The polymorphisms in DIO1 / DIO2 genes have minor effects and so wouldn't explain substantial symptoms, especially if you have restored normal fT3, fT4 levels. If these polymorphisms made a big difference the patient would be hypothyroid from a few months after conception.

SlowDragon profile image
SlowDragonAdministrator in reply tojimh111

DIO2 only starts to have effect once a patient is prescribed Levothyroxine....because its only then that they are being asked to manage on only T4

Having DIO2 gene means your brain struggles to convert FT4 into FT3

Obviously when you have a normal fully functioning thyroid you are getting enough FT3 for brain from your own thyroid hormones

Bloods tests of a patient with DIO2 gene variation rarely shows low FT3, but adding small dose of T3 can give significant improvements

Kathy1960 profile image
Kathy1960 in reply toSlowDragon

Thanks for your reply, I seam to be having problems converting T4 to T3. I’m on levo thyroxine 75mg now, was on 125 but lowered to 75 because I started taking Tiromel t3 I check my bloods quite often and my t3 levels had not changed at all when I was on T4 alone, my T3 levels stayed at the lower end of the scale not mater how much T4 I took so I was told I could have the faulty gene D102.

jimh111 profile image
jimh111 in reply toSlowDragon

Yes, the original study found the DIO2 rs225014 polymorphism made no difference to serum fT3 but a later study found fT3 was 0.4 lower in subjects with the polymorphism from both parents. Thus, if you give just a little T3, enough to raise fT3 by 0.4 you have overcome the polymorphism. This doesn't seem to help most patients, this is why this polymorphism does not explain the servere symptoms many patients have. Certainly if patients have the rs225014 polymorphism from both parents they should be given a trial of a little L-T3 to see if it makes them better.

SlowDragon profile image
SlowDragonAdministrator

The Regenerus one is MUCH easier to understand results

Blue Horizon test results are difficult to interpret

SlowDragon profile image
SlowDragonAdministrator

Examples of Blue Horizon DNA results

healthunlocked.com/thyroidu...

healthunlocked.com/thyroidu...

healthunlocked.com/thyroidu......

Also it's actually DIO2 (letters) not D102 (numbers)

Kathy1960 profile image
Kathy1960 in reply toSlowDragon

Thank you for these 👍🏻

SlowDragon profile image
SlowDragonAdministrator

Presumably you mean this DIO2 test (not DIO1)

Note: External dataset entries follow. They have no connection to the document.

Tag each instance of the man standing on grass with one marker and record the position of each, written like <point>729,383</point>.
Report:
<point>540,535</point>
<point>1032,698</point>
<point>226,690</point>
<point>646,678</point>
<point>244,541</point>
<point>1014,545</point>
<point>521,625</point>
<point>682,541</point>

thyroiduk.org.uk/tuk/testin...

jimh111 profile image
jimh111

This is very sensible. They tend to assume blood hormone is the only homeostasis mechanism when there are complex mechanisms that control the entry of hormone into cells and conversion to T3. Until there is a thorough understanding of these mechanisms (many decades away) they should go by empirical response to a trial of hormone.

jimh111 profile image
jimh111

I would say that if they prescribe a dose of T3 that restores your normal fT3 levels from before your TT and you still feel awful then the problem would not be a DIO2 polymorphism. If you get better when the T3 your thyroid used to produce is prescribed then it probably was due to a DIO2 polymorphism. The important point is that if patients don't feel well some T3 should be prescribed.

jimh111 profile image
jimh111

That's true, your pre-surgery levels are not reliable. If you are not better when your fT4 is a little above average and you need more than 10 - 20 mcg L-T3 then it won't be due to the polymorphism. Our thyroids secrete about 6 mcg but the thyroid also does some conversion hence my GUESS at 10 - 20 mcg being equivalent.